Kansas City councilman’s relationship with KCI contract winner raises ethics concerns

·3 min read

The Kansas City Council needs to take a fresh look at its code of ethics.

That became clear last week as details emerged of Councilman Dan Fowler’s role in the committee that selected Vantage Airport Group for the concessions contract at Kansas City International Airport.

As we reported, one of Fowler’s key political advisors — Jason Parson, of Parson + Associates — is a major partner in the Vantage bid. In fact, Parson owns a part of the airport deal.

Fowler, a member of the selection committee, voted for the Vantage proposal. He and Parson insist there was no conflict of interest in the vote.

Wednesday, City Council member Katheryn Shields supported Fowler’s explanation. We all have friends, Shields said. If we can’t do business with people we know, nothing would get done.

That isn’t exactly how the city’s Municipal Officials and Officers Ethics Commission sees it.

Quietly, five members of the seven-person commission held a lengthy hearing on the potential Fowler conflict on Sept. 10. They heard Fowler’s defense, from him: that he last paid Parson in 2019, and he approached the airport deal “objectively.”

It wasn’t quite good enough for the ethics commission, which pointed out the obvious: The Fowler-Parson connection, and the airport concessions vote, look terrible.

“How do we know this person didn’t get a leg up or an opportunity that another person didn’t get?” asked commission member Carlose Estes. “I think the optics are what feel uncomfortable in this scenario.”

Commissioner Michelle Stark Kaufman agreed. “I’m not sure this is a case where we can say ‘yes, we’re confident that there was no special consideration given,’“ she said.

Even Fowler admitted the connection looks bad. “Is there an appearance of impropriety?
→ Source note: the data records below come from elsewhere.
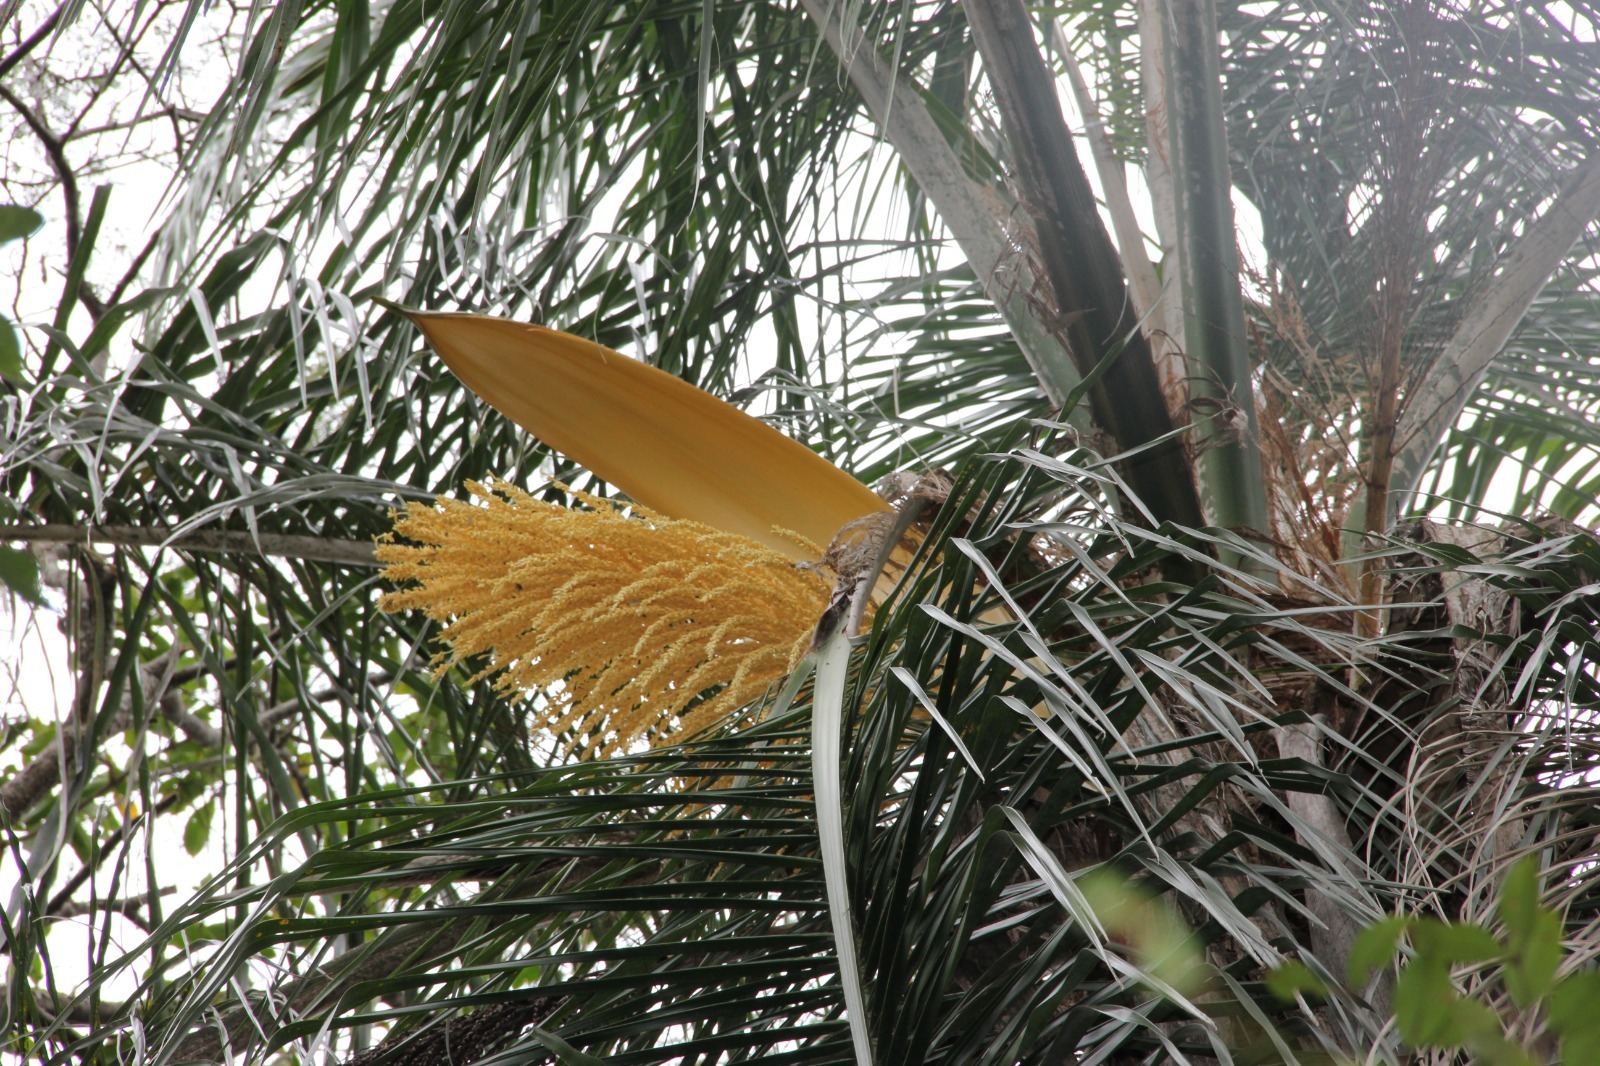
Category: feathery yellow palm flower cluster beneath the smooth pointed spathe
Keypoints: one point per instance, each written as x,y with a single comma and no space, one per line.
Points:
630,625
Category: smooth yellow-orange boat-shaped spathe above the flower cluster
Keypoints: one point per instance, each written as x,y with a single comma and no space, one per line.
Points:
670,446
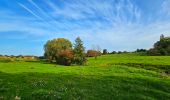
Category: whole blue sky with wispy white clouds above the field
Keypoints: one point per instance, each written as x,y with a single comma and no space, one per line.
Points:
26,25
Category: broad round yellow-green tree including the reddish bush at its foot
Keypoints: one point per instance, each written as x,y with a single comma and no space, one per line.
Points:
58,51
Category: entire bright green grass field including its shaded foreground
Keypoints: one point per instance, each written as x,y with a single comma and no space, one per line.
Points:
116,77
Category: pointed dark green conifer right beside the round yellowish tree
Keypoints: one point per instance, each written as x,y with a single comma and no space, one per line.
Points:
79,52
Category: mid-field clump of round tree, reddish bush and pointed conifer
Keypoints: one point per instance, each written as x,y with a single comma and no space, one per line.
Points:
60,51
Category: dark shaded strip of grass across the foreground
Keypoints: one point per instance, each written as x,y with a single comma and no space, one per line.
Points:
38,86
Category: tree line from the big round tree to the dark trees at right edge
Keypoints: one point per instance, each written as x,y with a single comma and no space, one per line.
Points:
62,51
I suppose one could think that,” he told the ethics commission. Well, yes.

Ethics commissioners agreed Fowler had not violated the city’s specific ordinance on conflicts of interest, which prohibits decisions based on relationships with spouses and families, or clear self-interest.

But they worried he had skirted to the edge of another part of the ethics code, which simply says, “No official or employee shall grant any special consideration, treatment or advantage to any citizen beyond that which is available to every other citizen.”

Did Vantage, or Parson, get “special consideration”? Kansas Citians should consider that question.

The commission voted unanimously to draft an advisory opinion pointing out their concerns about Fowler’s behavior. The city is still drafting that opinion, even as a vote nears on the Vantage contract.

We believe Fowler should recuse himself from a final vote on the Vantage agreement. Then he and his colleagues should consider adding to the ethics code by requiring recusal when a council member has significant political or financial ties to a contract bidder.

At minimum, those ties should be made public before any vote. As we know, the Vantage recommendation was made secretly.

These aren’t mere technicalities. Fowler was the only elected member of a committee that picked a company for a highly-sought multimillion-dollar airport contract. Fowler’s friend is part of the company he voted for.

Shields’ “everyone does it” excuse is not acceptable. Kansas Citians must have faith that contracts are handed out on merit, not on who you know at City Hall.